Sprich: Bitcoin die gekauft sind muss ich erst ab realisieren der gewinne versteuern (=kapitalertrag). Mining muss ich sofort versteuern (=Wertschöpfende Tätigkeit). Macht ja auch sinn, da es keinen kursgewinn gibt, um einen "gewinn" zu berechnen. Hier kann ich dann vom realkurs meine ausgaben absetzen, der rest wird versteuert. Auch wenn es nur im wallet liegt.
Aber wie gesagt, zu der aussage bin ich auf erste gerichtsurteile gespannt.


----------



## leaderwhite (7. Februar 2018)

krypto > viele kinder investieren > und machen panik verkäufe anstatt zu chillen > iota ist wieder um 20% gestiegen aber die leute wollen instant paar TAUSEND+€ machen


----------



## sethdiabolos (7. Februar 2018)

Amigo schrieb:


> Seht es als großes ganzes,  schaut auf die reichen Familien und Banken und euch wird alles klar... sie haben Angst um ihr Monopol.
> 
> Die totale Kontrolle ist lange beschlossene Sache... und wo fängt es an: beim Geld!
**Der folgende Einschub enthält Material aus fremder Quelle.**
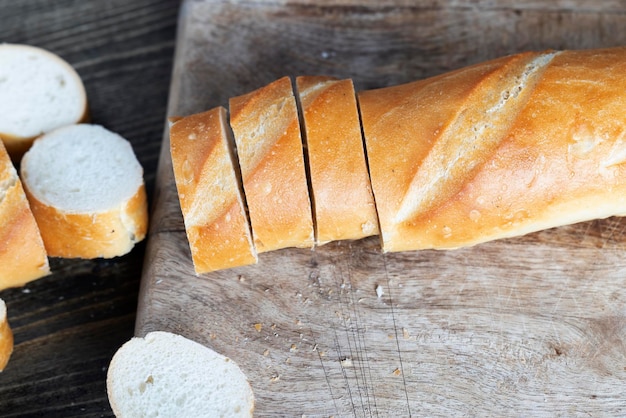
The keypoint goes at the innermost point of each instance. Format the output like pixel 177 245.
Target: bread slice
pixel 209 192
pixel 40 92
pixel 6 337
pixel 499 149
pixel 269 146
pixel 168 375
pixel 86 190
pixel 23 257
pixel 340 186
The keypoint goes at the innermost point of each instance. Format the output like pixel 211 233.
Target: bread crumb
pixel 379 291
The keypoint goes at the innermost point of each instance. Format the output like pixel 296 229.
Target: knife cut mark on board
pixel 357 347
pixel 395 329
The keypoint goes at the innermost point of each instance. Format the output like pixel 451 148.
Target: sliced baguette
pixel 86 190
pixel 209 192
pixel 23 257
pixel 340 187
pixel 499 149
pixel 40 92
pixel 269 146
pixel 6 337
pixel 167 375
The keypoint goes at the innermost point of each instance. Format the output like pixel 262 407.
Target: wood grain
pixel 527 326
pixel 68 325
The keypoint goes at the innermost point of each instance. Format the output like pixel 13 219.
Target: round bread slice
pixel 6 337
pixel 40 92
pixel 168 375
pixel 86 191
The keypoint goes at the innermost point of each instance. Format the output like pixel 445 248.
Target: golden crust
pixel 22 254
pixel 6 337
pixel 104 234
pixel 269 144
pixel 560 159
pixel 341 191
pixel 210 197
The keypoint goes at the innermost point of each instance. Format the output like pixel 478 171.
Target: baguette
pixel 40 92
pixel 495 150
pixel 168 375
pixel 210 196
pixel 340 187
pixel 86 190
pixel 23 257
pixel 6 337
pixel 499 149
pixel 269 146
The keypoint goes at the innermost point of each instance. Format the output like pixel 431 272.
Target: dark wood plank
pixel 533 325
pixel 68 325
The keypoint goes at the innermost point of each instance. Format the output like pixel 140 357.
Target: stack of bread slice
pixel 80 191
pixel 499 149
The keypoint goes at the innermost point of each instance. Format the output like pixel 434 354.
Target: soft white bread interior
pixel 168 375
pixel 39 92
pixel 269 146
pixel 23 257
pixel 341 192
pixel 209 192
pixel 498 149
pixel 6 337
pixel 86 191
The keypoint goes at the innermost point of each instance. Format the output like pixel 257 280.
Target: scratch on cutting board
pixel 395 329
pixel 363 371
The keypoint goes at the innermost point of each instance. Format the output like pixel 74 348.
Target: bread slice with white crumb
pixel 39 92
pixel 168 375
pixel 341 192
pixel 86 191
pixel 23 257
pixel 6 337
pixel 209 192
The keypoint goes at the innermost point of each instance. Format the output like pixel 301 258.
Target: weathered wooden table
pixel 68 325
pixel 524 327
pixel 528 326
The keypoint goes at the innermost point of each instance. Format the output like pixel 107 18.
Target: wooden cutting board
pixel 528 326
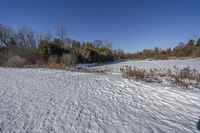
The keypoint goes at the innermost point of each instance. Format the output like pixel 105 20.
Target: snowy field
pixel 42 100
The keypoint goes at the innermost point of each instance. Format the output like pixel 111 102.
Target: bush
pixel 184 77
pixel 16 61
pixel 54 59
pixel 69 59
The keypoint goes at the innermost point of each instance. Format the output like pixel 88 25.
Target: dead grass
pixel 184 78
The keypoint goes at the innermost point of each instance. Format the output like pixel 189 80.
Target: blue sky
pixel 131 25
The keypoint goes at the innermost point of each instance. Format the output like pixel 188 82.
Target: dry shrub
pixel 184 77
pixel 16 61
pixel 69 59
pixel 86 70
pixel 133 72
pixel 53 59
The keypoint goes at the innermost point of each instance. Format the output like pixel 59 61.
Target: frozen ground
pixel 39 100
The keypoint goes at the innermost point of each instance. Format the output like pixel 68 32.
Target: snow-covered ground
pixel 39 100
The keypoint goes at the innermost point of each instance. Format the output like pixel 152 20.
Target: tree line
pixel 24 47
pixel 189 49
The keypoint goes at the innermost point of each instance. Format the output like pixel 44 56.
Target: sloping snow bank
pixel 38 100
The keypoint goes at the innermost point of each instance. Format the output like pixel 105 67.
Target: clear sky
pixel 130 24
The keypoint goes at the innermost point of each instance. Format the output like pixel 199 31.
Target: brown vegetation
pixel 184 77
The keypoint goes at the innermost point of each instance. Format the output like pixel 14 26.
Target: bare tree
pixel 26 36
pixel 62 32
pixel 6 34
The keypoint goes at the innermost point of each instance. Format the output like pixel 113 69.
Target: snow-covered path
pixel 38 100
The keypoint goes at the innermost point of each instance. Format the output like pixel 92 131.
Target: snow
pixel 44 100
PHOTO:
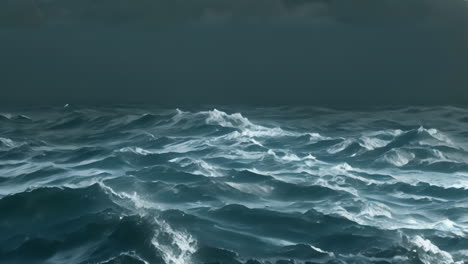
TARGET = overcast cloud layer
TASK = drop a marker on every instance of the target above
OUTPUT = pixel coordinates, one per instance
(335, 52)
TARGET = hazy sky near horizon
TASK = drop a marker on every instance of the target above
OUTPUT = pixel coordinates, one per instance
(335, 52)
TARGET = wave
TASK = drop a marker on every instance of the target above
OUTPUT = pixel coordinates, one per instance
(238, 185)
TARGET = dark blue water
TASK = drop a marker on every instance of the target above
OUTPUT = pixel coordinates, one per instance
(234, 185)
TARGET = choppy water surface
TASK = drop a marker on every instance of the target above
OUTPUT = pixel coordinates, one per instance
(234, 185)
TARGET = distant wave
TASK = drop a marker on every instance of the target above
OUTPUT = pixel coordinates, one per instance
(237, 185)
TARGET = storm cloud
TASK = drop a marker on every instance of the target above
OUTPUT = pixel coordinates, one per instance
(322, 52)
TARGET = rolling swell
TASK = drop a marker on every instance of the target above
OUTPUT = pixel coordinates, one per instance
(130, 185)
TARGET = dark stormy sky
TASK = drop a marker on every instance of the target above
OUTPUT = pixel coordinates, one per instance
(336, 53)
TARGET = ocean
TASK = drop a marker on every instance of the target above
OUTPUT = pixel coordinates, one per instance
(225, 184)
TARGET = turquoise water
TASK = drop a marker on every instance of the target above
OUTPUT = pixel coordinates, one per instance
(233, 185)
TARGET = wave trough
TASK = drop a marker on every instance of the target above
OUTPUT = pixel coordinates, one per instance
(241, 185)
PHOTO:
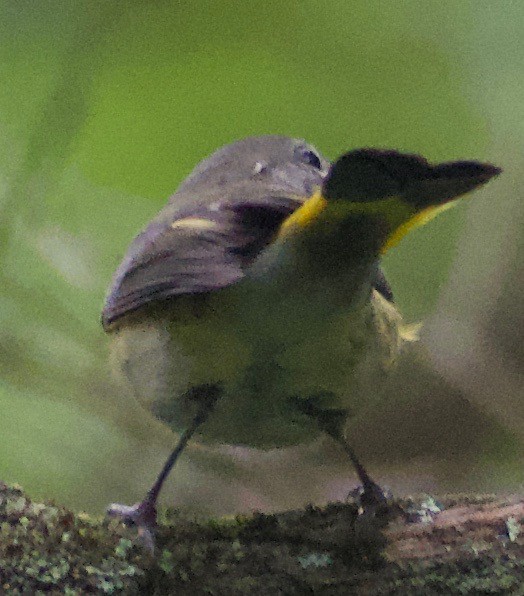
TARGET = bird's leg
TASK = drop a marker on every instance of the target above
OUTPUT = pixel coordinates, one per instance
(331, 421)
(373, 496)
(143, 515)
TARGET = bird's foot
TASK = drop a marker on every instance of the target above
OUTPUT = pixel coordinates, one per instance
(141, 516)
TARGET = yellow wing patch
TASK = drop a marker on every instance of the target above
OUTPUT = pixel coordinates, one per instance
(194, 223)
(419, 219)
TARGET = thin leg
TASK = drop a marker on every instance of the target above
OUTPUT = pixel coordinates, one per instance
(332, 422)
(143, 515)
(373, 496)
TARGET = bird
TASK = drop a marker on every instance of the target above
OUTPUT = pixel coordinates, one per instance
(253, 310)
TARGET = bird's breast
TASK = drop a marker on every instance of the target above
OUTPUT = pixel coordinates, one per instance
(265, 352)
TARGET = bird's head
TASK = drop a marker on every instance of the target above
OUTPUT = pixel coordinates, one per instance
(394, 191)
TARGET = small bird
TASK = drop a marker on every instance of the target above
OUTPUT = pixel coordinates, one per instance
(253, 310)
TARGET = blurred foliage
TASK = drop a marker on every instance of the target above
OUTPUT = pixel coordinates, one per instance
(105, 107)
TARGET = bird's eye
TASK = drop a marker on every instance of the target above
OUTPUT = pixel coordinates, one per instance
(310, 157)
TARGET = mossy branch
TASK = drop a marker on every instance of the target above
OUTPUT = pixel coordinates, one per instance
(474, 546)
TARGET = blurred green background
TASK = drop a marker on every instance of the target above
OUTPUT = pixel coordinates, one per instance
(106, 106)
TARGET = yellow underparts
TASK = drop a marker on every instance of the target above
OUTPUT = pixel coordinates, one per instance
(306, 214)
(401, 217)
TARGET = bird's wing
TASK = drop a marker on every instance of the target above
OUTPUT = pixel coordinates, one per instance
(198, 249)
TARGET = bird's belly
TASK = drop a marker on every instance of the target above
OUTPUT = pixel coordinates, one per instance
(263, 363)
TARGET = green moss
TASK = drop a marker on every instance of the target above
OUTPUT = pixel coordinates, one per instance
(330, 550)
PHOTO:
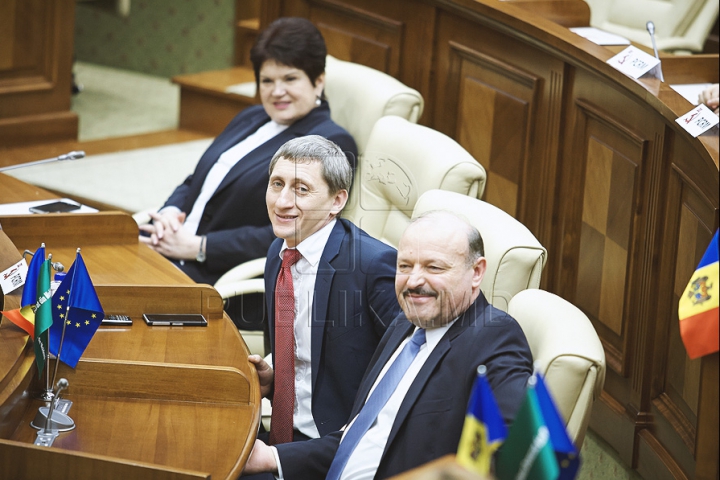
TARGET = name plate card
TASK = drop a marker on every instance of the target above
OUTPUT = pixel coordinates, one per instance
(635, 63)
(698, 120)
(13, 277)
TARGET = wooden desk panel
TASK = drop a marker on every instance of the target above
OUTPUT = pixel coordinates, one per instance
(149, 402)
(595, 165)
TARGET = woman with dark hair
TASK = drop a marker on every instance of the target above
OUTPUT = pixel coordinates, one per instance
(217, 218)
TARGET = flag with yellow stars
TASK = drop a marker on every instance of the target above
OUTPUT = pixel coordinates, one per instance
(76, 312)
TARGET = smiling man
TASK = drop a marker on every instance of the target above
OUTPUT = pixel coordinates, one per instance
(411, 405)
(329, 292)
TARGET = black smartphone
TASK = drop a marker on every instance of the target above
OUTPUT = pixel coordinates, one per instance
(116, 321)
(175, 319)
(60, 206)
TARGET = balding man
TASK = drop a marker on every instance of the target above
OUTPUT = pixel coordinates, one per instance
(412, 402)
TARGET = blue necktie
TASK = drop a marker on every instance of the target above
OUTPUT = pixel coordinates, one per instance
(375, 403)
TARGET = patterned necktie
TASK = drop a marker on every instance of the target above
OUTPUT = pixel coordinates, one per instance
(281, 421)
(375, 403)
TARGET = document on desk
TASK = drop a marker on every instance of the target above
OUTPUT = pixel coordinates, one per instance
(691, 91)
(23, 208)
(600, 37)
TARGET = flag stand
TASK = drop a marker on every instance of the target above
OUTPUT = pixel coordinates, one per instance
(52, 418)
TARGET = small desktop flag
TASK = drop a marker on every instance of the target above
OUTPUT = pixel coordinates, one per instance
(698, 306)
(484, 429)
(77, 311)
(565, 451)
(43, 315)
(527, 452)
(24, 317)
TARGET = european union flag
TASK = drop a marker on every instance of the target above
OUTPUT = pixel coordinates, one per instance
(77, 311)
(484, 429)
(565, 451)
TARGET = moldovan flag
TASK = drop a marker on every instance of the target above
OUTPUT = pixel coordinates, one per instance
(698, 307)
(24, 317)
(484, 429)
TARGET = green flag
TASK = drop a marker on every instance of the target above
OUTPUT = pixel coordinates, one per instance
(527, 451)
(43, 316)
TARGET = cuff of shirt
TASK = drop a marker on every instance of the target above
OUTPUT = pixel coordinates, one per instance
(279, 475)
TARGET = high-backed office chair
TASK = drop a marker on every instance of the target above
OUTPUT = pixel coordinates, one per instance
(679, 24)
(402, 161)
(515, 259)
(359, 96)
(567, 351)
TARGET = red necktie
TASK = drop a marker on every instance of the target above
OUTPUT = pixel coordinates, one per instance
(281, 422)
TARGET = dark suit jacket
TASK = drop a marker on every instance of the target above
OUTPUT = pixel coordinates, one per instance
(430, 420)
(235, 219)
(354, 303)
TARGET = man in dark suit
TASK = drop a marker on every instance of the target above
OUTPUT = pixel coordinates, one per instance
(342, 296)
(454, 330)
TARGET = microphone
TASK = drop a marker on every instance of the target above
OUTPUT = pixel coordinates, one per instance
(651, 30)
(74, 155)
Wie kommst Du darauf, dass ein Monopol etwas mit Banken und reichen Familien zu tun hat. Ein Monopol ist, wenn ein Anbieter da ist und den Markt bestimmen kann. Bei AMD und Intel ist es ein Duopol und ein Quasi-Monopol sieht man aktuell zwischen Amazon und den lokalen Händlern, die keine Chance gegen den Obergott Amazon haben. Bei den Banken ist ein Polypol, Reiche Menschen kann man mit diesen Modellen nicht erfassen. Ich vertraue den Banken mehr, wenn es um mein Geld geht, als Privatanwendern, die eine Kryptowährung erstellt haben. An sich kann jede Hans-Wurst eine Kryptowährung erstellen und selbst in Fun-Coins wird investiert. Aber falls es Dich beruhigt, auch die Banken überlegen Kryptowährung zu erschaffen und schon ist das Bargeld abgeschafft, so wie es der Gesetzgeber ja möchte. Andere Kryptowährungen und den Devisenhandel mit diesen unterbindet man dann einfach.


----------



## Da_Obst (8. Februar 2018)

An und für sich finde ich die Idee der Cryptowährungen ja nicht schlecht, aber so wie das ausartet ist's jenseits von Gut und Böse. Der Kurs muss mal krachen damit sich das ganze mal einpendeln und stabilisieren kann.
Immerhin kann aus dem ganzen ja erst dann eine Alternative zum "echten" Geld werden wenn man über längere Zeiträume mit halbwegs stabilen Werten rechnen kann. Im Moment sind Kryptowährungen eine Blase in der munter spekuliert wird, erst wenn sich das mal beruhigt hat wirds wirklich interessant werden.


----------



## bschicht86 (8. Februar 2018)

Ist wohl alles eine (Ur)Sache der Gier, mehr haben zu wollen als man überhaupt braucht. "Das letzte Hemd hat keine Taschen"


----------



## keinnick (8. Februar 2018)

"Gier frisst Hirn" ist ja so ein gängiger Spruch unter (Aktien-)Tradern. Und da ist was dran.


----------



## hell046 (8. Februar 2018)

Das Finanzamt bekommt mehr mit als man denkt. Blöd sind die bei sowas ja nicht. Und wenn dann auf einmal Geld auf dem Konto auftaucht, dessen Herkung "ungewiss" ist, wird ganz schnell nachgehakt. Tja und da werden einige dumm in die Röhre schauen wenn es soweit ist. Was dem Krypto-Markt hoffentlich noch zusätzlich einen herben Dämpfer verpasst.


----------



## Amigo (8. Februar 2018)

sethdiabolos schrieb:


> Wie kommst Du darauf, dass ein Monopol etwas mit Banken und reichen Familien zu tun hat. Ein Monopol ist, wenn ein Anbieter da ist und den Markt bestimmen kann. Bei AMD und Intel ist es ein Duopol und ein Quasi-Monopol sieht man aktuell zwischen Amazon und den lokalen Händlern, die keine Chance gegen den Obergott Amazon haben. Bei den Banken ist ein Polypol, Reiche Menschen kann man mit diesen Modellen nicht erfassen. Ich vertraue den Banken mehr, wenn es um mein Geld geht, als Privatanwendern, die eine Kryptowährung erstellt haben. An sich kann jede Hans-Wurst eine Kryptowährung erstellen und selbst in Fun-Coins wird investiert. Aber falls es Dich beruhigt, auch die Banken überlegen Kryptowährung zu erschaffen und schon ist das Bargeld abgeschafft, so wie es der Gesetzgeber ja möchte. Andere Kryptowährungen und den Devisenhandel mit diesen unterbindet man dann einfach.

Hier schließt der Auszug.